Moving Files Using the Azure Portal

One of the simplest yet powerful ways to ingest data from on-premises to Azure is using the Azure portal.

Portal Overview This image shows the storage account overview

The Azure portal directly facilitates ingesting files from on-premises into your Data Lake storage. To do so, one must have an Azure Data Lake Storage Gen2 account created. I have already created an account, so I am going to use it as shown below.

This image shows data lake gen 2 overview page

Let’s create a container that will store our files. To create a container, select "Containers" from the left panel, then "+ Container" from the top menu to open the wizard.

This imamge shows of how to create a container

Once clicked, a panel like the one below will appear.

  • Add a meaningful name in "Name".
  • For "Public access level", there are three options to choose from:
    1. Private for restrictive access
    2. Blob for read access for blobs
    3. Container for anonymous read access

For our scenario, we will choose the "Container" option for now. Keep the rest of the options as-is and click on "Create" to create a container.

This image shows on how to fill container details

Once created, it will show an image similar to the one below:

This image shows of container being created

Remember, Azure allows the creation of a hierarchical format to store data.

Let's go ahead and create a "Directory". To do so, click on the newly created container and select the option "+ Add Directory" as shown below.

This image shows on how to add directory

Give a meaningful name to the directory and click on "Create" to generate the new directory. Once successfully created, it will appear like this:

This image shows how directory is created

Azure allows certain features like managing access, defining policies, metadata, etc., for directories. For now, let’s keep the features as-is. To fill the directory using the data from on-premises, click the "Upload" button, and a panel to select the files will pop up. Select the location of the files, as shown below.

This image shows the list of files to be created

For this article, we will select all the available files shown above.

Azure has even more options available, select "Advanced" to view these options.

This image shows advanced options of files to be copied

In the previous image, the following are configurations:

  • Authentication type: By default, the Account key is selected, so the authentication will be done to access files. However, one can also use an Azure AD user account if restrictions are needed for a particular set of users.
  • Blob type: Block, Page, and Append Blob. Choose the appropriate blob type depending on the type of data.
  • Blob size: Ranges from 64k to 100MB.
  • Access tier: Although we have selected our storage account at the time of creation to be of a certain access tier, Azure allows us to choose a different access tier for ingestion data.
  • Upload to folder: It is possible to upload data from a different folder by noting the correct path of the folder.
  • Encryption scope: Either choose container encryption scope or any other defined scope for data to be ingested.
  • Retention policy: This allows you to define how long data can be retained. However, to allow it, one needs to enable version-level immutability.
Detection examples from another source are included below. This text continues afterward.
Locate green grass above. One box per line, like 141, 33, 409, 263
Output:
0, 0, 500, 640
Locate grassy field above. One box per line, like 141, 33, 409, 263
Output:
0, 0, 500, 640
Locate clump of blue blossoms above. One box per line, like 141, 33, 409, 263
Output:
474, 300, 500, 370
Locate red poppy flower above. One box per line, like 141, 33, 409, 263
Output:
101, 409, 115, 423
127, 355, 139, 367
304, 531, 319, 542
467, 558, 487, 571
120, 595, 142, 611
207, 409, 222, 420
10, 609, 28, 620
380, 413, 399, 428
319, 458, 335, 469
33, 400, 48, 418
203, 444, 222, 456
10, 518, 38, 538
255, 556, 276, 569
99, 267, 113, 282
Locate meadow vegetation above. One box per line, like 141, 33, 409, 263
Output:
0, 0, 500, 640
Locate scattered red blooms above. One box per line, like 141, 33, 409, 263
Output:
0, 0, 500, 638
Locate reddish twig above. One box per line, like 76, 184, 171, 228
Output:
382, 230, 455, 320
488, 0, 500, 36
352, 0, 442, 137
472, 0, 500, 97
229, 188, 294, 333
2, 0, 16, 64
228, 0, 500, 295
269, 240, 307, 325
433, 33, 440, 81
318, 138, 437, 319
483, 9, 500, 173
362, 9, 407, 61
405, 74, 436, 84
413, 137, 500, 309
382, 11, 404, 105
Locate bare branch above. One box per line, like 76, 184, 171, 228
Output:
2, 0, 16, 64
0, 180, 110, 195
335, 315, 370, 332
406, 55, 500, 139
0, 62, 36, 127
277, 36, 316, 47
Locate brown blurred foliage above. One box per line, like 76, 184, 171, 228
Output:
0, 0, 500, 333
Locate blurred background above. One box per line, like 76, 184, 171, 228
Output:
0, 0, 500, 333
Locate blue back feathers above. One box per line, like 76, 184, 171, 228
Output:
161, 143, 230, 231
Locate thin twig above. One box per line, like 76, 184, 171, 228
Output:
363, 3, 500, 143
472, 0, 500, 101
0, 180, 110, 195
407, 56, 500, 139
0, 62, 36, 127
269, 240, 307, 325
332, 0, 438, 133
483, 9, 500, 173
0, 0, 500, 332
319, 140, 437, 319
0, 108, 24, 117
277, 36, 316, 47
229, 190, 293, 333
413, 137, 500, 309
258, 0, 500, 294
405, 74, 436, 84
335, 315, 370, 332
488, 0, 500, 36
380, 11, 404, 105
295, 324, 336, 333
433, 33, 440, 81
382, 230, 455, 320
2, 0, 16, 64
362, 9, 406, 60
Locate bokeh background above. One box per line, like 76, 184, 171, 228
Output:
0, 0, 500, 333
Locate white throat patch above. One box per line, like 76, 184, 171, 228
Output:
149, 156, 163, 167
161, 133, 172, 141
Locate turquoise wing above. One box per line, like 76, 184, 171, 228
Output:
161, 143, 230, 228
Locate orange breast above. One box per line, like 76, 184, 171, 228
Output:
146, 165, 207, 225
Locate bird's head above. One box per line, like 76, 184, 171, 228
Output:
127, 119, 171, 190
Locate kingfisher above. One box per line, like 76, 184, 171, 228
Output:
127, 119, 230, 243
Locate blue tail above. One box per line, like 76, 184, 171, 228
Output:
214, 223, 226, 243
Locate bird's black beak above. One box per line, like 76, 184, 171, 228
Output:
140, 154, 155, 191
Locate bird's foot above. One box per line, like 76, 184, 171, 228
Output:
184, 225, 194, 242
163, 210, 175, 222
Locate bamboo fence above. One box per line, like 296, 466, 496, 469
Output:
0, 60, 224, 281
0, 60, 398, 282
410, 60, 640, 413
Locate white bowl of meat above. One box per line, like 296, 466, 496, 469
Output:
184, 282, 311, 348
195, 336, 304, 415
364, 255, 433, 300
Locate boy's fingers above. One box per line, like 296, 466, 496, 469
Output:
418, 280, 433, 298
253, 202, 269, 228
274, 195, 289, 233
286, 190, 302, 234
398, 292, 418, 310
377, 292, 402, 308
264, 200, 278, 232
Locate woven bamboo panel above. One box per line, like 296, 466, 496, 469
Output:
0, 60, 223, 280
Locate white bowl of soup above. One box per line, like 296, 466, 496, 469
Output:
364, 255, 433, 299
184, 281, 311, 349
For now, let’s keep the standard advanced settings as-is. Click on "Upload" to ingest the files. It will take only a few seconds to upload the data. Once uploaded, it should look like this:

This image shows list of files ingested in blob containers.

Thus, in this way, we can ingest files from Azure Data Lake Containers.

Moving Files Using Azure Storage Explorer

For the second option, Azure provides a storage explorer to perform the same operation. To do so, go to the Storage account | Overview screen and click on the "Storage Browser" option.

This image shows of where to access Storage browser from

A screen will appear showing multiple options to see different files in your account like Blob, File Shares, Queues, Tables, etc. It will also show how to create different kinds of metrics. For our current purpose, we will choose the option available at the bottom, "Open Azure Storage Explorer".

Note: Azure Storage Explorer must be installed first to proceed. To do so, Azure provides a link to download Azure Storage Explorer for the appropriate operating system. It is a simple wizard to follow and install. For this article, we are assuming it is already installed.

This image shows high level overivew of storage browser

You will be prompted to open with Azure Storage Explorer. Select the option.

This image shows prompt of opening storage explorer

Once Storage Explorer opens, you might get an error asking you to sign in to access resources.

This screen shows log in screen of storage explorer

Sign in with your Azure credentials.

This image shows on how to select the subscription for opening in storage explorer

Many options will appear. For our current purpose, select "Subscription" and "Azure" to sign into the next screen.

This image shows on Azure option to select

Once you click Next, it will ask you to select an Account and validate it in the browser. A message will state that authentication was successful.

This image shows successful login in storage explorer.

Go back to Storage Explorer. You will see the screen below.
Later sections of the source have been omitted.